Severin Roald, the press relations officer for Doha’s 2016 Olympic bid, refused to answer questions about Israel’s participation if the games were held in Qatar.
“I can definitely not comment on that one,” he said when contacted in Qatar.
None of the 12 Arab or Muslim countries or Olympic representatives contacted for this article responded to questions about Israel and the Olympics.
“They are never going to call you back on this,” said Seattle-based Israel advocate Rob Jacobs. “They don’t want to go public and say they would never would show up in Israel or allow in Israeli athletes.”

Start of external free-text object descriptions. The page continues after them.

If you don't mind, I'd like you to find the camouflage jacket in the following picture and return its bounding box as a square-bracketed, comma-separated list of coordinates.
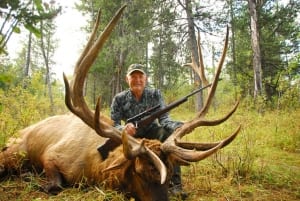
[110, 88, 183, 133]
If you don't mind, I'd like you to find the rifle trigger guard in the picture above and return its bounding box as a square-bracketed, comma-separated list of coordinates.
[134, 121, 138, 128]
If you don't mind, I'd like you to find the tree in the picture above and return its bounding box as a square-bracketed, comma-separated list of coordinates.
[177, 0, 231, 110]
[150, 0, 184, 90]
[0, 0, 61, 54]
[260, 1, 300, 100]
[75, 0, 231, 107]
[178, 0, 204, 110]
[248, 0, 263, 98]
[227, 0, 299, 103]
[227, 0, 239, 100]
[73, 0, 299, 108]
[38, 11, 58, 114]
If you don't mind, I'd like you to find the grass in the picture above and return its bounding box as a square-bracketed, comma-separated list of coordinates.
[177, 105, 300, 201]
[0, 100, 299, 201]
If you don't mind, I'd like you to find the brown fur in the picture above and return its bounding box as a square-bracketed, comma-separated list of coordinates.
[0, 113, 175, 201]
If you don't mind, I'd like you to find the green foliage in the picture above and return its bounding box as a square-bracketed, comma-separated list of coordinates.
[0, 72, 14, 90]
[0, 56, 24, 89]
[275, 78, 300, 110]
[1, 87, 36, 142]
[0, 72, 66, 146]
[0, 0, 61, 54]
[269, 110, 300, 152]
[0, 85, 45, 143]
[227, 0, 300, 102]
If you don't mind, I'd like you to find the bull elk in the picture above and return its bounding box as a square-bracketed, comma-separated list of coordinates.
[0, 5, 240, 201]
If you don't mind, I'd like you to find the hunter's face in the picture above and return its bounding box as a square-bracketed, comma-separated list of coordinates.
[126, 71, 147, 94]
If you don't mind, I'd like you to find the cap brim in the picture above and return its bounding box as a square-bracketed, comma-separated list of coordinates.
[127, 69, 145, 76]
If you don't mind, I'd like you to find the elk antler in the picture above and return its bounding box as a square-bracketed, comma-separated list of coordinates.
[184, 31, 209, 87]
[161, 27, 241, 162]
[63, 5, 168, 184]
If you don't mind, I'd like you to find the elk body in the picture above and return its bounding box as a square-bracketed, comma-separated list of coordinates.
[0, 5, 240, 201]
[0, 114, 173, 200]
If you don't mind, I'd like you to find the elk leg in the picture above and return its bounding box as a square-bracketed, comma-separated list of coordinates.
[169, 166, 188, 199]
[0, 147, 27, 177]
[42, 159, 64, 195]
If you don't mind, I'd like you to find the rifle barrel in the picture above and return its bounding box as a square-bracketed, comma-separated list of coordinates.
[185, 83, 212, 99]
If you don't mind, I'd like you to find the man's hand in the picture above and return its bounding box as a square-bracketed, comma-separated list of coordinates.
[124, 123, 136, 136]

Jacobs, head of Israel-advocacy organization StandWithUs Northwest, has a tough time envisioning an Olympics in the Middle East anytime soon, given the current political climate. When asked if he thought Israel would ever be able to host the Olympic games, he replied with a laugh — an Israeli Olympics in the near future would almost assuredly incur a boycott from most Muslim nations.
“It is something good to look forward to,” Jacobs said. “But it’s so hypothetical, it’s such an unrealistic hope given the circumstances. If the IOC were ever to award the Olympics to Israel or one of the Arab Muslim states, they would have to resolve the issue of Israel and Palestine first.”

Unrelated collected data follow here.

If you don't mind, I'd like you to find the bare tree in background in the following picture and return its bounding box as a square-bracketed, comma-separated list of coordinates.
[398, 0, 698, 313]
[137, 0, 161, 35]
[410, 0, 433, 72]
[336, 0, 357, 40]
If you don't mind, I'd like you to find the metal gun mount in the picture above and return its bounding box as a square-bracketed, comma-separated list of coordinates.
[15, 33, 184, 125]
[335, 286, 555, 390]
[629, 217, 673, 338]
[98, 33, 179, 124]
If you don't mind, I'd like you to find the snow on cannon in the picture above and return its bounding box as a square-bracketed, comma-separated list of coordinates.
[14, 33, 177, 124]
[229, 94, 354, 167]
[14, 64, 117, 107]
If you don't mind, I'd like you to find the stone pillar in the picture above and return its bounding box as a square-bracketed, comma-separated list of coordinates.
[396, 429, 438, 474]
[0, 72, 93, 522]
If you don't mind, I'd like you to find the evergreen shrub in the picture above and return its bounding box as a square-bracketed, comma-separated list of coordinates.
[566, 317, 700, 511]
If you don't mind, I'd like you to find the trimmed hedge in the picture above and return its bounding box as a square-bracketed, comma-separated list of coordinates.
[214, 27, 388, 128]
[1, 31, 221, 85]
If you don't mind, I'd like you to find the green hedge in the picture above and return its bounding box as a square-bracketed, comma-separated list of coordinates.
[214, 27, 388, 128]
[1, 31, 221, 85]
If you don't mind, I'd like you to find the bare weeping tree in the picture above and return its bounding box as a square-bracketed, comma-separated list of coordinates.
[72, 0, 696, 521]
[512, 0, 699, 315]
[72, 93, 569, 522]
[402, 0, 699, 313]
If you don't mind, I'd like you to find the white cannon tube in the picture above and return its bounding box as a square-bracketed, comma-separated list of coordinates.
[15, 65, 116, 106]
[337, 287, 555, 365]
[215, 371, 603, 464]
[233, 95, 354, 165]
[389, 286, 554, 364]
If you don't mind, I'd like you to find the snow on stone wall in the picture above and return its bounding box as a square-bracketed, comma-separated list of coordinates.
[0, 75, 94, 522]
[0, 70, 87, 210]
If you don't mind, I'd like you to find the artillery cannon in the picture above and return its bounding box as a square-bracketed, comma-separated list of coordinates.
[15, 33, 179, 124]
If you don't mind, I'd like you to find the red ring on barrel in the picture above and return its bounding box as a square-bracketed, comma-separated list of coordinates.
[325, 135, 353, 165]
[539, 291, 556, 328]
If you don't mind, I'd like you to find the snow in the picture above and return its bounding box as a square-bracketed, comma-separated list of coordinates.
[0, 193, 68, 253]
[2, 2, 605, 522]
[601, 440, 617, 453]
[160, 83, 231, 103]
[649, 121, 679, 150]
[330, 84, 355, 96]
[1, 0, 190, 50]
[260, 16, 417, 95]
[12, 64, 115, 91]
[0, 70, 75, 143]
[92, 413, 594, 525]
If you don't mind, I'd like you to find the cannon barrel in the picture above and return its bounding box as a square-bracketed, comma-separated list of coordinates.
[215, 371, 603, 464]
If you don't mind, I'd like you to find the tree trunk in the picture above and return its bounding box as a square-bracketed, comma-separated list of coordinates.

It is not only the politics of the region that would hinder an Olympics in Israel. Economy, security and finances must also be taken into consideration. Migdal pointed out that Israel would most likely not have the infrastructure or money to host such an extravagant event.
“It is impossible that Israel would ever be considered a hosting country,” he said. “It’s much too small and it takes a tremendous amount of money. That’s why [the IOC] chooses places like Beijing and L.A. and not, say, Bolivia.”

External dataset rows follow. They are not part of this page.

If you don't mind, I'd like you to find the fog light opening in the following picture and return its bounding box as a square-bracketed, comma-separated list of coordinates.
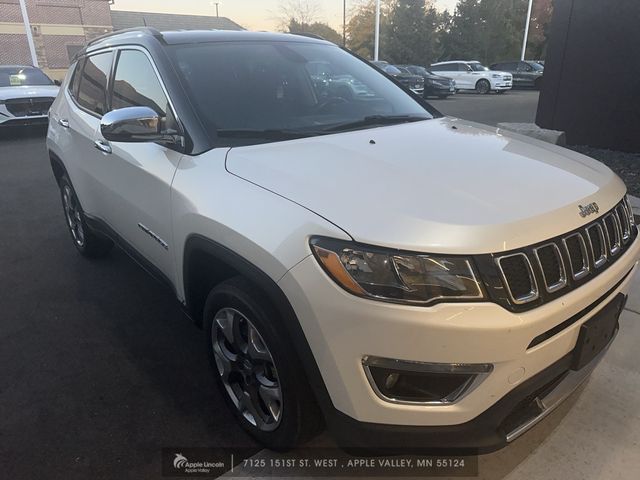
[363, 356, 492, 405]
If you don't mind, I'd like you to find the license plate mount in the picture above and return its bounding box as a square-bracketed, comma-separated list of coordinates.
[571, 294, 625, 370]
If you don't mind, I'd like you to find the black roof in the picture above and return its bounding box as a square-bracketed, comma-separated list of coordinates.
[78, 28, 331, 59]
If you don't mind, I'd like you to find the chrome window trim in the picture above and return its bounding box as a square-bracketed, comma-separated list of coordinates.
[586, 223, 607, 268]
[533, 243, 567, 293]
[603, 213, 621, 256]
[496, 253, 539, 304]
[361, 356, 493, 406]
[562, 233, 590, 280]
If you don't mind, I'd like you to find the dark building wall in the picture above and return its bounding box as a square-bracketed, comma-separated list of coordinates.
[536, 0, 640, 152]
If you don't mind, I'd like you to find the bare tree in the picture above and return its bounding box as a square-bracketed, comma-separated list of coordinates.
[277, 0, 322, 31]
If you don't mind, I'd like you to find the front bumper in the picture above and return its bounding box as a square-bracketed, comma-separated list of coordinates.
[425, 84, 455, 97]
[325, 324, 618, 453]
[493, 82, 513, 90]
[278, 233, 640, 448]
[0, 111, 49, 126]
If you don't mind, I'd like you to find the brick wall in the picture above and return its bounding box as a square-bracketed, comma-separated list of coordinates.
[0, 0, 112, 70]
[0, 33, 33, 65]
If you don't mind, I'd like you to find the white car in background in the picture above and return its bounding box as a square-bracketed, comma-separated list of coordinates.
[430, 60, 512, 94]
[0, 65, 59, 127]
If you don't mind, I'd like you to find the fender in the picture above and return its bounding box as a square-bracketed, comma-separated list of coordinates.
[182, 234, 336, 418]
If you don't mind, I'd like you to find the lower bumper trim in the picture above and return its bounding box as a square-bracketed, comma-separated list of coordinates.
[505, 328, 616, 442]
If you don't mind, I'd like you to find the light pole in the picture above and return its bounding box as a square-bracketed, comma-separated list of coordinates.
[374, 0, 381, 60]
[18, 0, 38, 67]
[343, 0, 346, 47]
[520, 0, 533, 61]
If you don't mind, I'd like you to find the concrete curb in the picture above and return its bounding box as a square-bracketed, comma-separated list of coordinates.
[497, 122, 566, 146]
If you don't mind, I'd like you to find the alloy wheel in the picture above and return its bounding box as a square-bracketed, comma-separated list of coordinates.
[62, 185, 85, 247]
[476, 80, 490, 94]
[211, 307, 283, 431]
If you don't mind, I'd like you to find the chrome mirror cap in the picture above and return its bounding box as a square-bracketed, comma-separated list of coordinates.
[100, 106, 162, 143]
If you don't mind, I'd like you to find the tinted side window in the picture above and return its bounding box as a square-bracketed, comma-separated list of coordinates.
[430, 64, 443, 71]
[458, 63, 469, 71]
[77, 52, 113, 116]
[111, 50, 168, 116]
[69, 58, 84, 99]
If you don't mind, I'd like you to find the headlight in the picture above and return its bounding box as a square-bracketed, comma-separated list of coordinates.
[491, 73, 501, 78]
[310, 237, 485, 306]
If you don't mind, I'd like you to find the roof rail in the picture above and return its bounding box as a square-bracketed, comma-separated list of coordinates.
[85, 27, 163, 48]
[289, 32, 326, 41]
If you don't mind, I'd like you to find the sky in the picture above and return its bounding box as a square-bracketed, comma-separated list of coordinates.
[111, 0, 460, 31]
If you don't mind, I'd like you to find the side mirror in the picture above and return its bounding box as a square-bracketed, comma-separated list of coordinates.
[53, 79, 61, 86]
[101, 106, 164, 143]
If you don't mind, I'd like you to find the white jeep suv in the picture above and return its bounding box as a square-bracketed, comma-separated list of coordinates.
[47, 29, 639, 452]
[430, 60, 512, 94]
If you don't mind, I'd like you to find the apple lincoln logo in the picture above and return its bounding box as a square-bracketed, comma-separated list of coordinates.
[173, 453, 188, 469]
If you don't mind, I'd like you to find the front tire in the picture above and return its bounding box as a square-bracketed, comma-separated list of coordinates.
[204, 277, 322, 450]
[59, 175, 113, 258]
[475, 79, 491, 94]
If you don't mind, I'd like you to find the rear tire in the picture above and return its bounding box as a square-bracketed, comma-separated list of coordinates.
[475, 79, 491, 94]
[204, 276, 322, 450]
[59, 175, 113, 258]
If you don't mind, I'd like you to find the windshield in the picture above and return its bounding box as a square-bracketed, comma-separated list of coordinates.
[168, 41, 434, 145]
[0, 67, 53, 87]
[469, 63, 489, 71]
[384, 65, 402, 75]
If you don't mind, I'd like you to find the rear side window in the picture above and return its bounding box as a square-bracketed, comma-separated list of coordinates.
[69, 59, 84, 99]
[111, 50, 168, 116]
[77, 52, 113, 116]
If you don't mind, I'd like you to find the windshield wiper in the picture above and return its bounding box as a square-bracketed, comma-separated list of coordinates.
[215, 129, 323, 141]
[322, 115, 430, 133]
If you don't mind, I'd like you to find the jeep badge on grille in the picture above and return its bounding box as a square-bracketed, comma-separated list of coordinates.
[579, 202, 600, 218]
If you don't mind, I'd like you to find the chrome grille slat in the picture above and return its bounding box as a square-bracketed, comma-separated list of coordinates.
[586, 223, 607, 268]
[562, 233, 589, 280]
[534, 243, 567, 293]
[603, 213, 621, 255]
[496, 253, 539, 304]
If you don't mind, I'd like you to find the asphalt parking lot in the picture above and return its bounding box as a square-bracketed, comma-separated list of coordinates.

The average cost of hosting the Olympics runs in the multi-billions of dollars. Athens’ 2004 games were estimated to have cost between $10-$12 billion and China’s Olympics have a staggering budget of $23 billion. It is a major financial investment for a country like Israel that has a GDP of roughly $120–$160 billion annually.
Although the challenges facing any Olympics held in the Middle East are daunting, Middle East politics remain prevalent in the games no matter where they are held.
Several Arab nations, mainly Iran, have unofficially boycotted Israel by refusing to compete against Israeli athletes — the most famous being World Judo Champion Arash Miresmaeili, who claims he deliberately disqualified himself rather than face his first-round Israeli opponent Ehud Vaks.
Israel has also used the games as a protest venue. In 1936, Palestine, under the British Mandate, refused to participate in the Berlin games due to the anti-Semitic policies of the Nazi government. In 1980, Israel took part in a U.S.-led, 50-country boycott of the games in Moscow over the invasion of Afghanistan.
But Israel’s Olympic legacy will always be tied to Munich 1972, when Palestinian Black September terrorists murdered 11 members of the Israeli delegation. Arguably the most horrific crime to ever take place during an Olympic season, the assassinations remain a difficult memory for the international community to shake, especially with the Israeli-Palestinian conflict still unresolved. It is that lasting image of animosity that may forever keep the Olympics out of Middle East.